I have expected the worst but Google have not penalized me for that intermittent link spam attack (yet?). Numbers are now back to normal after a peak in queries for those fake brand stuff:

Queries back to normal after clean-up.It was an awful lot of work to clean those URLs popping up again and again every day. I am willing to fight the sinister forces without too much whining. But Google’s harsh treatment of the post on this blog freaks me out. It is not only the blog post that was affected but also the pages for the tags, categories and archive entries. Nearly all of these pages – thus all the pages linking to the post – did not get a single impression anymore.

Google Webmaster Tools also tells me that the number of so-called Structured Data for this blog had been reduced to nearly zero:

Structured data on this blogStructured Data are useful for pages that show e.g. product reviews or recipes – anything that should have a pre-defined structure that might be presented according to that structure in Google search results, via nice formatted snippets. My home-grown websites do not use those, but the spammer-hackers had used such data in their link spam pages – so on our business site we saw a peak in structured data at the time of the hack.

Obviously WP blogs use those per design. Our German blog is based on the same WP theme – but the number of structured data there has been constant. So if anybody out there is using theme Twenty Eleven I would be happy to learn about your encounters with structured data.

I have read a lot: what I never wanted to know about search engine optimization. This also included hackers’ Black SEO. I recommend the book Spam Nation by renowned investigative reporter and IT security insider Brian Krebs, published recently. Whose page and book I will again not link.

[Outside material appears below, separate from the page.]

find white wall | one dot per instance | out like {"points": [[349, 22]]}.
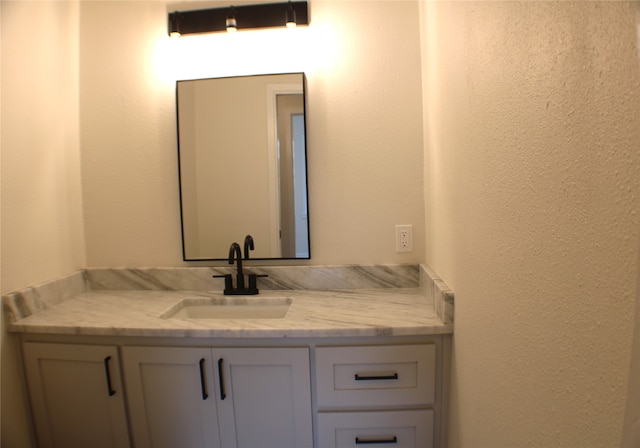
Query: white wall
{"points": [[532, 207], [42, 228], [364, 125]]}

What has happened? I can only speculate.

Spammers build networks of shady backlinks to promote their stuff. So common knowledge is of course that you should not buy links or create such network scams. Ironically, I have cross-linked all my own sites like hell for many years. Not for SEO purposes but in my eternal quest for organizing my stuff, keeping things separate, but adding the right pointers though, Raking the virtual Zen Garden etc. Never ever did this backfire. I was always concerned about the effect of my links and resources pages (links to other pages, mainly tech and science). Today my site radices.net which was once an early German predecessor of this blog is my big link dump – but still these massive link collections are not voted down by Google.

Maybe Google considers my posting and the physics book author’s website part of such a link scam. I have linked to the author’s page several times – to sample chapters, generously made available via download as PDFs, and the author linked back to me. I had refused to tie my blog to my Google+ account and claim ‘Google authorship’ so far as I don’t wanted to trade elkement for my real name on G+. Via Webmaster tools Google knows about all my domains but they might suspect I – a pseudo-anonymous elkement, using an @subversiv.at address on G+ – might also own the book author’s domain that I – diabolically smart – did not declare in Webmaster Tools.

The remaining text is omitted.